Welcome to our “Psychedelic Lunch” series, Spooktober Edition, where we find out how deep the rabbit hole really goes and explore music from the 60’s to today. Weekdays At Noon EST. Enjoy the trip!
The Doors, “Not To Touch The Earth” Album: Waiting For The Sun 1968
“We should see the gates by mornin’/ We should be inside the evenin’,” Jim Morrison croons, dizzying any listener into his spell. It doesn’t take much with this one. Off The Doors’ underrated third studio album, 1968’s Waiting for the Sun, “Not to Touch the Earth” is a technicolor hell in audio and a supernatural catastrophe that captures Morrison at his strongest and most deranged lyrically. Inspired by the writings of Scottish social anthropologist James Frazer, the song shifts in a multitude of directions, lamenting the dichotomy between heaven and hell with allusions to the occult and even ’60s politics.

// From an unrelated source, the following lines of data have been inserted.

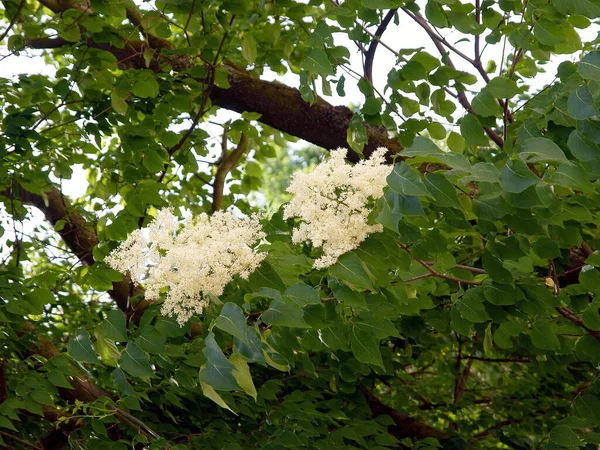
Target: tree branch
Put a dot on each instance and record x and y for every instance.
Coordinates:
(228, 162)
(370, 56)
(77, 233)
(439, 43)
(405, 426)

Terror aside, “Not to Touch the Earth” glues each member together in an assembly of strengths that really exude the warped psychedelic jazz rock The Doors would keep as their own forever. Love ’em, hate ’em, they were on another plane of existence.

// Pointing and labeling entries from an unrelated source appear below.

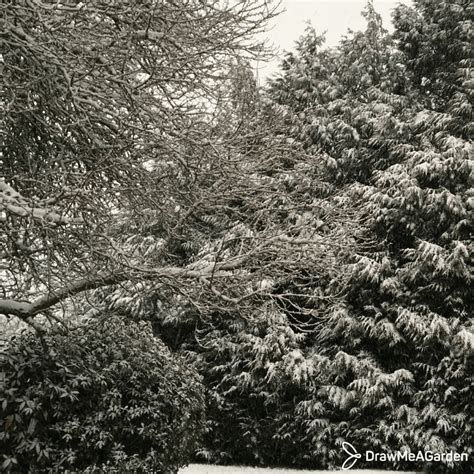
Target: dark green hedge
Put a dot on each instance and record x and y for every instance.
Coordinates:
(104, 397)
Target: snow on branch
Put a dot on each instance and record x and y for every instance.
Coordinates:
(13, 202)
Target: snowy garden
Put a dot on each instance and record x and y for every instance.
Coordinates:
(207, 274)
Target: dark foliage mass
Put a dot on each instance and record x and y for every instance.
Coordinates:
(106, 396)
(307, 247)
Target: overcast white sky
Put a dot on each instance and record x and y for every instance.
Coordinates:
(333, 16)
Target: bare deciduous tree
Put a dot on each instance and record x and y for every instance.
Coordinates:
(114, 169)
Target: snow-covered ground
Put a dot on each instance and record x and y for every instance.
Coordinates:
(204, 469)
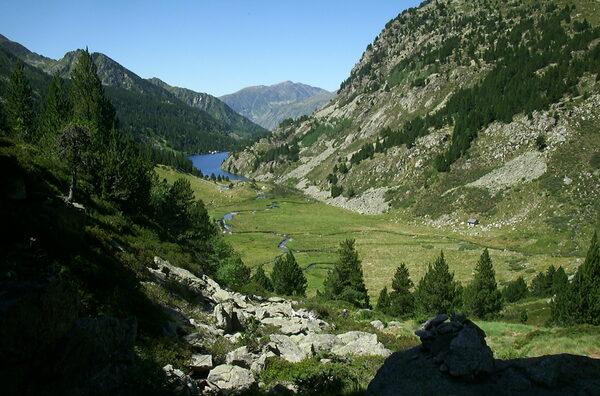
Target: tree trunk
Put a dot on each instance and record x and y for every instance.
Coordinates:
(72, 187)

Right out the gates, thanks to Krieger’s damning repetition, but here’s when the spine shatters: At 1:35, when Morrison warns: “Dead president’s corpse in the driver’s car/ The engine runs on glue and tar.” How angry, violent, and damning he sounds. I’ve always imagined Hell’s finest shuffling between this and “Sympathy for the Devil” … and maybe some Anal Cunt, too.
The lyric to this song is an excerpt from The Celebration Of The Lizard, a Jim Morrison poem that was going to take up the first side of Waiting For The Sun. “Not To Touch The Earth” was the only part of the 24-minute song that was compelling enough to put on the album, but the entire 133-line poem was included on the album sleeve. (A complete performance of the poem can be heard on the 1970 album Absolutely Live.)
Morrison cribbed the title, and also the line “Not to see the sun,” from Aftermath: A Supplement to the Golden Bough, a supplement to the 1890 book The Golden Bough: A Study in Magic and Religion. Both works were written by the Scottish social anthropologist Sir James George Frazer. Morrison got the lines from the table of contents:
Chapter LXV — Not to Touch the Earth
Chapter LXVI — Not to See the Sun
The lyrics, “Dead presidents corpse in the driver’s car” refers to the assassination of US president John F. Kennedy.
One of Jim Morrison’s famous lines appears at the end of this song: “I am the Lizard King, I can do anything.”
The singer adopted “Lizard King” as one of his nicknames.